L’IMPITOYABLE LUNE DE MIEL / LES MUTANTS DE L’ESPACE de Bill Plympton

Enfant terrible du cartoon, Bill Plympton revient par miracle au cinéma grâce à la ressortie de deux de ses meilleurs forfaits. L’Impitoyable Lune de miel ! et Les Mutants de l’espace, ou des attentats à la pudeur commis par le plus vicelard des kamikazes. Banzaï  ! 

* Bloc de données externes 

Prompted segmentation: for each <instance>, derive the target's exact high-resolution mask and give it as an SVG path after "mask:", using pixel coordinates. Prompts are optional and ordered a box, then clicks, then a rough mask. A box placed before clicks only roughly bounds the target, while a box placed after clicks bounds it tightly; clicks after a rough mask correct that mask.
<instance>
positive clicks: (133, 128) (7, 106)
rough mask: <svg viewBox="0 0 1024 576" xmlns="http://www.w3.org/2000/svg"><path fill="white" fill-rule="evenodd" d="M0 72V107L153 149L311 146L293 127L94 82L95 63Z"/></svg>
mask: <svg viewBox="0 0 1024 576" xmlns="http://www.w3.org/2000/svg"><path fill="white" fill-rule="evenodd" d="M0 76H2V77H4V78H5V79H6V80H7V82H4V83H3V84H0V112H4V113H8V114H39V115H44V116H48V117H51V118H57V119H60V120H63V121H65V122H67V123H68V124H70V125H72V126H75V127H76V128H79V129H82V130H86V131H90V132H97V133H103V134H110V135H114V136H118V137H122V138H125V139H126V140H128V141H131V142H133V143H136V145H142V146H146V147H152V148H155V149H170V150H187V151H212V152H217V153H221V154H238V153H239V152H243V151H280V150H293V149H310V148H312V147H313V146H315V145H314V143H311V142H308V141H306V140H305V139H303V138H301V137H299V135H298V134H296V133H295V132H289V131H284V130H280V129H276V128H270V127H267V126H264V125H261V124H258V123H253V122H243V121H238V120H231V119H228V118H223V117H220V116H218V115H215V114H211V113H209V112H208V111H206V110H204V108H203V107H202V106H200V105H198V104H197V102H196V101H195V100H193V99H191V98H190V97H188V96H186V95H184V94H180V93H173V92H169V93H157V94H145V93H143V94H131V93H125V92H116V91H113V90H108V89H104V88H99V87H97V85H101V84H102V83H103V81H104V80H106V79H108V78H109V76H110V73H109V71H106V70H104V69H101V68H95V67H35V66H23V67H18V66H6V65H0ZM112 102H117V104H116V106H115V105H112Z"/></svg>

Hasard du calendrier : alors qu’on s’écharpait il y a quelques mois sur « une confusion entre fantasme, représentation et réel » au sujet de l’affaire Bastien Vivès dans les colonnes de Libération, deux œuvres (dé)culottées d’un serial barbouilleur se rappellent à notre bon souvenir. À première vue, L’Impitoyable Lune de miel ! et Les Mutants de l’espacene passeraient plus aujourd’hui les barrières douanières de l’espace Schengen tant elles contreviennent au codex de l’hygiénisme qui structure l’économie de la bienveillance. Excréments, sperme, mictions et autres fluides corporels cradingues composent le paysage mental de Bill Plympton. Dura lex sed lex, nous direz-vous. Mais Plympton ne se fait justement pas de bile. Et pour cause, la France s’empresse de lui dérouler le tapis rouge quand il lui prend l’envie d’exposer ses gribouillages paillards à la première occasion venue : une exposition à la galerie Arludik en 2015, un passage à l’Étrange Festival un an plus tard, sans compter les salamalecs de circonstance à Cannes ou Annecy… Quant à nous, il avait fallu traverser l’Atlantique pour bavasser quelques heures avec le papa des Plymptoons. C’était à New York en 2014, quelque temps après avoir accouché des Amants électriques, variation shakespearienne foutraque en diable. « Wild Bill » l’assurait à l’époque : « Je ne veux pas réaliser des films politiques pour deux raisons. D’abord, je crois que ça emmerde les gens, qu’ils en ont marre. Et ensuite, je trouve qu’un commentaire politique date fortement ton film. » Mais chassez le politique, il revient au galop.  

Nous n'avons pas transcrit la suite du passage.